Ryan sits, riveted, and Lottie wonders what he’s getting out of this, whether he’s getting anything. F
or a moment – she can’t stop herself – she thinks again of the way they looked in bed together. Then she thinks of what she told him about her father’s funeral – how unknown he’d still been to Lottie after everything was said. Cameron had cried, she remembers now, and that had horrified and fascinated her. Cameron never cried, not even when their mother hit him. Sometimes, yes, tears came up and glittered on the lower rims of his eyes; but then his face would redden violently and – Lottie thought of it this way at the time – it was as if his eyes swallowed back the tears.
But he had cried when their father died, even though their father had been gone from home for four years then, and Lottie had understood finally that Cameron had loved their father, in spite of his being a criminal. She had envied Cam, she remembers.
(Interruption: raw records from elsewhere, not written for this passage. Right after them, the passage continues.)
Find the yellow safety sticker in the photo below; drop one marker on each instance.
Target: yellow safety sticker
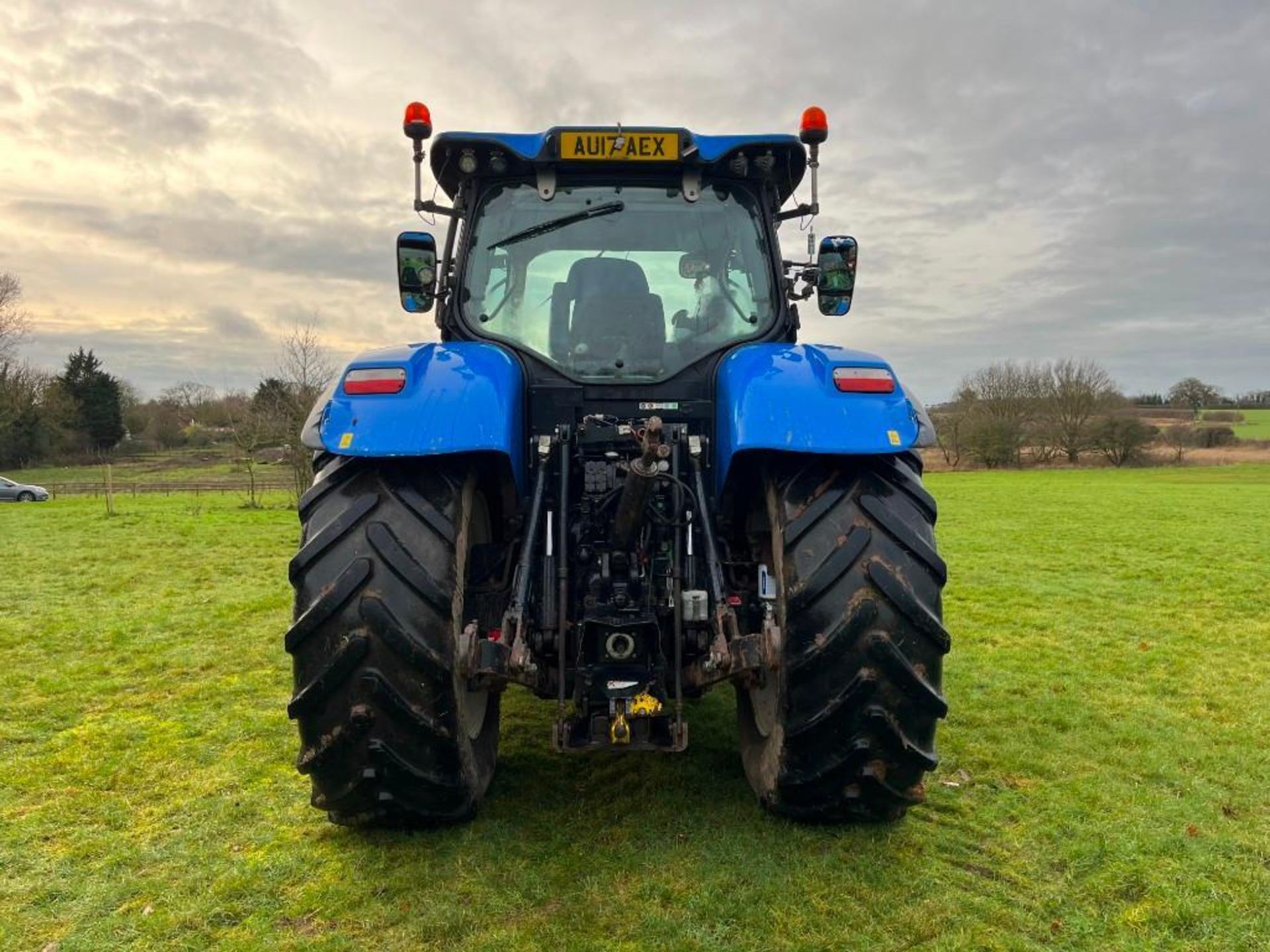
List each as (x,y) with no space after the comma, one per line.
(644,705)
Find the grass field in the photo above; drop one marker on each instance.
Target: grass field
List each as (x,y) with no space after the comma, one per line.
(1103,782)
(1256,426)
(208,466)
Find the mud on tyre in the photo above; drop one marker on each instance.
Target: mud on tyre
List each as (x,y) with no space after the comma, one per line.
(846,729)
(389,735)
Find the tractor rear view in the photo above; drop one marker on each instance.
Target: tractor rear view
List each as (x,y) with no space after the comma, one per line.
(619,481)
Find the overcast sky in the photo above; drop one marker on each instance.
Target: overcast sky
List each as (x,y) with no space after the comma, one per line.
(182,180)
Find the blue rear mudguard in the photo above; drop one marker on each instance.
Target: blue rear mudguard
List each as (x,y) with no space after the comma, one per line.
(459,397)
(781,397)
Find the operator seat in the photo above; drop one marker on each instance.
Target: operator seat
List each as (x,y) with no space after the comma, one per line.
(603,313)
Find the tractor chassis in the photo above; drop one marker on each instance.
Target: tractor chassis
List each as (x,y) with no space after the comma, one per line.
(495,659)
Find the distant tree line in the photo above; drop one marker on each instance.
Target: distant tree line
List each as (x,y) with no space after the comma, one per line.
(85,414)
(1014,414)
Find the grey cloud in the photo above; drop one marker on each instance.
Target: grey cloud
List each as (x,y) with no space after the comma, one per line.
(1025,182)
(230,324)
(225,233)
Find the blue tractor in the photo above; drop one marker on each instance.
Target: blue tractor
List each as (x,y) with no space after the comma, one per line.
(618,480)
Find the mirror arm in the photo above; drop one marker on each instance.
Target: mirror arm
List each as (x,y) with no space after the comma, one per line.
(433,208)
(796,212)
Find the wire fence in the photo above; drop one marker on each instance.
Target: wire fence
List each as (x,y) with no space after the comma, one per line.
(165,488)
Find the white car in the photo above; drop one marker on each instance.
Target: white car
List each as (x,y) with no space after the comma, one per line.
(13,492)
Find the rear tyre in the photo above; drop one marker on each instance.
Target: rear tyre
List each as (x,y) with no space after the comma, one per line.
(389,734)
(846,728)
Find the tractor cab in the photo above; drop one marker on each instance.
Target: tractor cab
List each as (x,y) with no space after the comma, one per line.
(611,254)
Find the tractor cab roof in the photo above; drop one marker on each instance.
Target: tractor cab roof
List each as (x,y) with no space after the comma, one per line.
(779,159)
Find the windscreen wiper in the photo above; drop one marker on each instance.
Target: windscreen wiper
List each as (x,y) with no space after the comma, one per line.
(563,221)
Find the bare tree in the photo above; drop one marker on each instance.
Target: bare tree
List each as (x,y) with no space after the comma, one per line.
(949,430)
(305,367)
(253,428)
(1122,438)
(15,323)
(1002,403)
(1194,394)
(1076,393)
(190,397)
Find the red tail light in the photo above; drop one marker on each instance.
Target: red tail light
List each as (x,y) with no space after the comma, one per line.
(864,380)
(375,380)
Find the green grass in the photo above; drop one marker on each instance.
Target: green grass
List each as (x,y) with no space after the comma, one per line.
(205,466)
(1111,691)
(1256,426)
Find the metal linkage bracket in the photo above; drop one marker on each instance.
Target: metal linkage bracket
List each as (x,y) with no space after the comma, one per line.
(691,184)
(546,182)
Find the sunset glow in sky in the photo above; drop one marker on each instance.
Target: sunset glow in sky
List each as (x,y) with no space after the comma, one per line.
(182,180)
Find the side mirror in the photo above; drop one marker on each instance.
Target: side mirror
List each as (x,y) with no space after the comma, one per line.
(694,264)
(417,270)
(836,274)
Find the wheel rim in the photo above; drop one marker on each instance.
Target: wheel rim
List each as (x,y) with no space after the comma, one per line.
(765,705)
(473,705)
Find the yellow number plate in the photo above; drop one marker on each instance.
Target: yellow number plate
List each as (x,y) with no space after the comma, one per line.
(628,147)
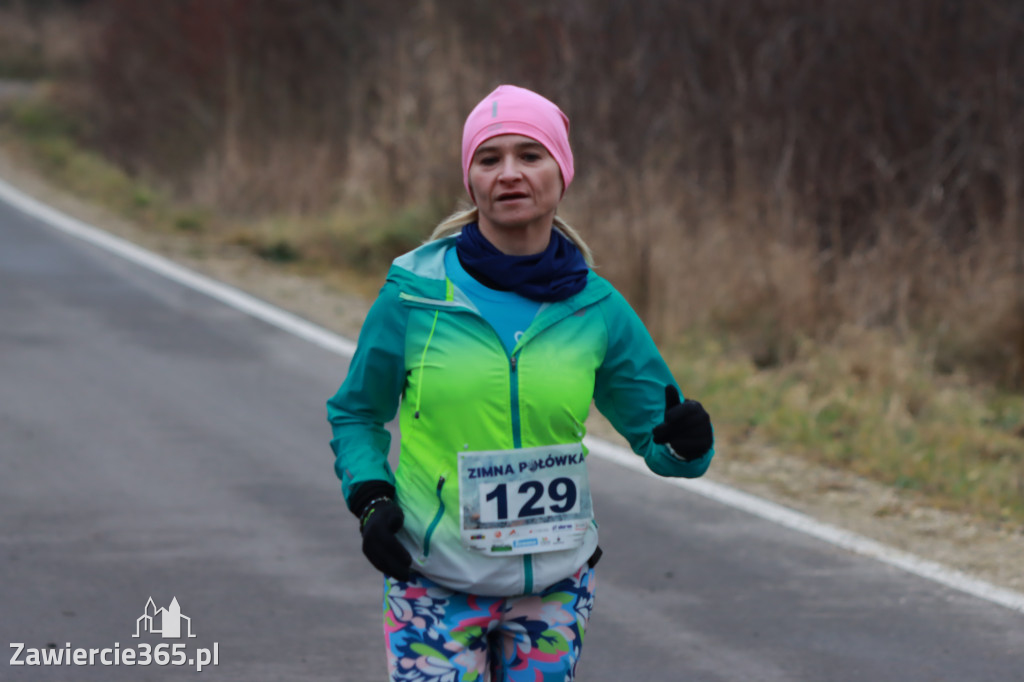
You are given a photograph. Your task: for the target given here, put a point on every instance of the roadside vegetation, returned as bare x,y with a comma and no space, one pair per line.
815,206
Partly because at that age she would have liked the drama of being the one weeping; but also for the feeling that made him weep, which Lottie, who remembered so little of her father, couldn’t share.
And then she thinks of Evelyn again, of her death, a year ago now. Her service had been held in a big church in Hyde Park, and Lottie could easily have gone: no one would have known who she was except for the only couple who saw Lottie and Jack together socially, Jack’s closest friends. But it had never occurred to her. Instead she stayed at home and tried to keep busy that afternoon. She’d done load after load of wash, filling the apartment with the smell of soap and bleach. She and Jack hadn’t yet discussed what Evelyn’s death would mean to them.
Now she finds herself looking again at Ryan and wishing earnestly that she had done what he is doing. That she had gone – come late, left early, sat in back – and listened to them talk about Evelyn. Jack had told her that the children had all taken part in it, that Charley, who had been fourteen when Evelyn had her first stroke, had talked about her eloquently; that Matthew had read scriptures. Jack had asked Megan to read one of Evelyn’s favorite poems. Friends had spoken too, Lottie remembered his saying. He had not. Lottie had asked him what poem Megan read, and she looked it up later. It was by Elizabeth Bishop; it was about a moose that stops a bus on a highway in the night. She had liked it too – she found it funny and austere – and it made her think she understood something about Evelyn that she hadn’t known before.